Anti Gamma Correction
Exposure Correction as well as Gamma Correction are straightforward, well defined adjustments of the render result. So far so good. Only … Exposure Correction just comes as such while Gamma Correction (GC) in Poser and Vue is the final part of a tandem. The first part of that tandem is the application of Anti Gamma Correction (AGC) on the definitions of lights, colors and materials before rendering. This part is far less understood, Poser and Vue perform it differently, and it comes with a shipload of artifacts.

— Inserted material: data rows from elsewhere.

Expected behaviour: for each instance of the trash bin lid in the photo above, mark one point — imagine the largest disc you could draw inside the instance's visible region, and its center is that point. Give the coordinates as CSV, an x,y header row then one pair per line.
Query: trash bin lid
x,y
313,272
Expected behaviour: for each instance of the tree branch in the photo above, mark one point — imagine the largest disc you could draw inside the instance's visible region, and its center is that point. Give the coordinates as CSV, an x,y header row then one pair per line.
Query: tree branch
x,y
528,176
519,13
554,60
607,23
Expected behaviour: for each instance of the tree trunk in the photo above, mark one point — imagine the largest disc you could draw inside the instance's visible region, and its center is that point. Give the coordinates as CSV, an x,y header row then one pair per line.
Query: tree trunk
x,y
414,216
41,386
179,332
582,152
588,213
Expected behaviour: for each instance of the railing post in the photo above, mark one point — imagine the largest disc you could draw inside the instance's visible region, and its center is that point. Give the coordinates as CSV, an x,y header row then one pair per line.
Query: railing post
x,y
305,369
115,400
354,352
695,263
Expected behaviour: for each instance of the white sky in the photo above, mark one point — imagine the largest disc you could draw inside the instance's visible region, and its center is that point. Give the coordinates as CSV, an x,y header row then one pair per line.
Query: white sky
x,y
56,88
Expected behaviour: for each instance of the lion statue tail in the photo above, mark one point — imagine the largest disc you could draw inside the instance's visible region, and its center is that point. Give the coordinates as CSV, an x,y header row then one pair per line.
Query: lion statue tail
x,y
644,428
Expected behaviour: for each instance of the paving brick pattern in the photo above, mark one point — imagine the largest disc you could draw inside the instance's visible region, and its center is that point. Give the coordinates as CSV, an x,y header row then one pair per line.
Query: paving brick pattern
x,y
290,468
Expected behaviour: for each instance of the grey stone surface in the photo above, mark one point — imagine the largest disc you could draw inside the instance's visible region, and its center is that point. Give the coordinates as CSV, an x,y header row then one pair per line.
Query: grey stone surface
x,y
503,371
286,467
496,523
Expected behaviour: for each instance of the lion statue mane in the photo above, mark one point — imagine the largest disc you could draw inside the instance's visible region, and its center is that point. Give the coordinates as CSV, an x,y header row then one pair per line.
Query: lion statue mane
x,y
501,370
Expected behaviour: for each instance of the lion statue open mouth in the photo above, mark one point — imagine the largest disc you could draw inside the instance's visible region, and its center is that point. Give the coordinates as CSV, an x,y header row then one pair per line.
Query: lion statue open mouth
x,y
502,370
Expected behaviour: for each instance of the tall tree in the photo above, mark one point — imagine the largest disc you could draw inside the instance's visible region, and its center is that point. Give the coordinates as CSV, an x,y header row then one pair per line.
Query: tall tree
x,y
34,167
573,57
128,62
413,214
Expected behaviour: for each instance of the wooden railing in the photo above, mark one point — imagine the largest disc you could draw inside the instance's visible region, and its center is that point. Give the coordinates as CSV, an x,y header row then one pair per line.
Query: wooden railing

The reason for applying AGC at all is the following. First the texture is anti-corrected, then the rendering adds highlights, shading and shadows. Then the result is corrected. In the end, the highlights, shading and shadows come out corrected (that is: softened), while the texture itself remains more or less intact.
- In Vue, external image-maps are anti-corrected but internal color swatches are not. So an object colored from an image-map and an object colored from an internal color that look similar without using GC, come out differently when GC is applied. Of course all internal colors can be adjusted and Vue provides proper tools for that, but then the reverse will happen: they will behave similar under GC but different when GC is not applied.
The details are presented in the Vue chapters (part I, part II).
- In Poser, external image-maps and all internal color swatches are anti-corrected, but color values are not. So an object with (50%,0,0) in the colorswatch and 100% in the value will come out different from an object with (100%,0,0) in the colorswatch and 50% in the value, when GC is applied (PoserPro) – and will come out similar when GC is not applied (Poser). And there is more to be concerned about.
The details are presented in the Poser Pro chapters (part I, part II).